Is this a typo about the derived set in textbook Introduction to Set Theory by Hrbacek and Jech?

Question

In my textbook, $A'$ is the set of all limit points of $A \subseteq \Bbb R$.

I think the below statement is possibly not correct.

For each $\alpha$, the set $F^{(\alpha)} - F^{(\alpha+1)}$ is the set of ALL isolated points of $F^{(\alpha)}$.

We know that $F^{(\alpha)} \subseteq F$ and $F^{(\alpha)}$ is a closed set for all ordinal $\alpha$. Thus for all $x \notin F$, $x \notin F^{(\alpha)}$ and thus $x$ is an isolated point of $F^{(\alpha)}$. As such, $F^{(\alpha)} - F^{(\alpha+1)}$ is the set of isolated points of $F^{(\alpha)}$, but not ALL.

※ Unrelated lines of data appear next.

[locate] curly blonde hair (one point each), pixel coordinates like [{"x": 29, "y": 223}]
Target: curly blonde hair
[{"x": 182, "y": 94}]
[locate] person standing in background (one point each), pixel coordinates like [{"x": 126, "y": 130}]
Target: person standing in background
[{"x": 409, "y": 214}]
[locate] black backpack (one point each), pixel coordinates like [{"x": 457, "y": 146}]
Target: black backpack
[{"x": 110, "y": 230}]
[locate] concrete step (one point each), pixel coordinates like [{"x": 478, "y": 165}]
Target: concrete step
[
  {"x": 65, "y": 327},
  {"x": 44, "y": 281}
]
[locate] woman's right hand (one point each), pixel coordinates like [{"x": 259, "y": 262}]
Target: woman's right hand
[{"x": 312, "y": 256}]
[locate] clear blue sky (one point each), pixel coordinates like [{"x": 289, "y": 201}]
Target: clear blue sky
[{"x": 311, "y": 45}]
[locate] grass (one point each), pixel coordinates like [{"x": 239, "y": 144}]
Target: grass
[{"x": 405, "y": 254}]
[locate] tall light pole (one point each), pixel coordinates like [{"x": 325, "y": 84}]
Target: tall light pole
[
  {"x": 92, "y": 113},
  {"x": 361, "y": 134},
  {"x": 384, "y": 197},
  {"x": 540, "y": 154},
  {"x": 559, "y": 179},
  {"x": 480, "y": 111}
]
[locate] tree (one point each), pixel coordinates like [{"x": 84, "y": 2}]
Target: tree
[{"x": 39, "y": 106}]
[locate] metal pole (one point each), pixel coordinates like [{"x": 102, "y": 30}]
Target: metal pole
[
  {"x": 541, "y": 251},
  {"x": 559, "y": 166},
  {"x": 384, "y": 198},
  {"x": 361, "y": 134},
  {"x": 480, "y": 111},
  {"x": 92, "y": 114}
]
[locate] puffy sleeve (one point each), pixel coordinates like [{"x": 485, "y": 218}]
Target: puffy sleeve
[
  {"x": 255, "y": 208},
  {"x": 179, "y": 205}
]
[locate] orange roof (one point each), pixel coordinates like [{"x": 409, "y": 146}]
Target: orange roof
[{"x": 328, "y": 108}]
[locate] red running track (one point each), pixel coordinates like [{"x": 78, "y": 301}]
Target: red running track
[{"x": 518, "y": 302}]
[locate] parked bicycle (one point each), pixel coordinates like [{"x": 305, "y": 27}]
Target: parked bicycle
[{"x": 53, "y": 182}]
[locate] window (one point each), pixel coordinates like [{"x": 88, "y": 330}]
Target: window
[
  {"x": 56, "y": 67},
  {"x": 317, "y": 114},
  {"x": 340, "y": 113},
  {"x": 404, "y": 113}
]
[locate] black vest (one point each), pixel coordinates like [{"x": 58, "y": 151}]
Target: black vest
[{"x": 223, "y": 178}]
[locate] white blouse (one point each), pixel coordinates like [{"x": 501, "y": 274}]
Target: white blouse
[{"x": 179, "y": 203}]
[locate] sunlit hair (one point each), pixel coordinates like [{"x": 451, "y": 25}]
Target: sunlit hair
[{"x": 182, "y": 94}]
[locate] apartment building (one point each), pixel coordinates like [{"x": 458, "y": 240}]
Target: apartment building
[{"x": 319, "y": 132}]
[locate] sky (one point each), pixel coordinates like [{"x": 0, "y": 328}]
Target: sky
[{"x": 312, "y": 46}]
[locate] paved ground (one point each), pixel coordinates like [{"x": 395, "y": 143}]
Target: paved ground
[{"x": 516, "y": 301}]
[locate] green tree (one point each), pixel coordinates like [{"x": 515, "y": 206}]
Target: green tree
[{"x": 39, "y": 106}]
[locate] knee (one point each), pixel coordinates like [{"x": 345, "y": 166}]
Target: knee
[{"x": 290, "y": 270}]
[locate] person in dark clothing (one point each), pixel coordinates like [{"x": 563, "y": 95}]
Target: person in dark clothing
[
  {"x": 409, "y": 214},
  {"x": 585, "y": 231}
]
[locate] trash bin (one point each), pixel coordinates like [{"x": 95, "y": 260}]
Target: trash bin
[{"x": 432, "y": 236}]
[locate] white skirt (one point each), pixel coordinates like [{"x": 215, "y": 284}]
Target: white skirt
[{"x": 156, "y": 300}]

Please confirm if my observation is correct or not! Thank you for your help!

Answer 1

Looks right.

It $x\in F^{\alpha}$ is not a limit point, it's an isolated point (of $F^{\alpha}$). But $F^{\alpha+1}$ is by definition the derived set of $F^{\alpha}$. Thus $F^{\alpha}\setminus F^{\alpha+1}$ is $F^{\alpha}$ minus its limit points. What's left is the isolated points.

As pointed out in the comments, points outside a set are not considered isolated points (of the set).

Answer 2

For any set $A$, the set $A\setminus A'$ is the set of isolated points of $A$:

$x$ is in $A-A'$ if $x \in A$ and $x \notin A'$ so there exists an open neighbourhood $O$ of $x$ such that $O \cap A \subseteq \{x\}$ and as we already know $x \in A$, we know that $O \cap A = \{x\}$, i.e. $x$ is an isolated point of $A$. The reverse is obvious: $x$ is an isolated point of $A$ iff $x \in A$ and there is an open set $O$ of $X$ such that $O \cap A= \{x\}$ (i.e. $\{x\}$ is relatively open in $A$), which shows $x \notin A'$ too. So $x \in A-A'$.

The statement in the book is just the special case $A=F^{\alpha)}$ because $A'= F^{(\alpha+1)}$ by the definition.

So no typo, it's completely correct.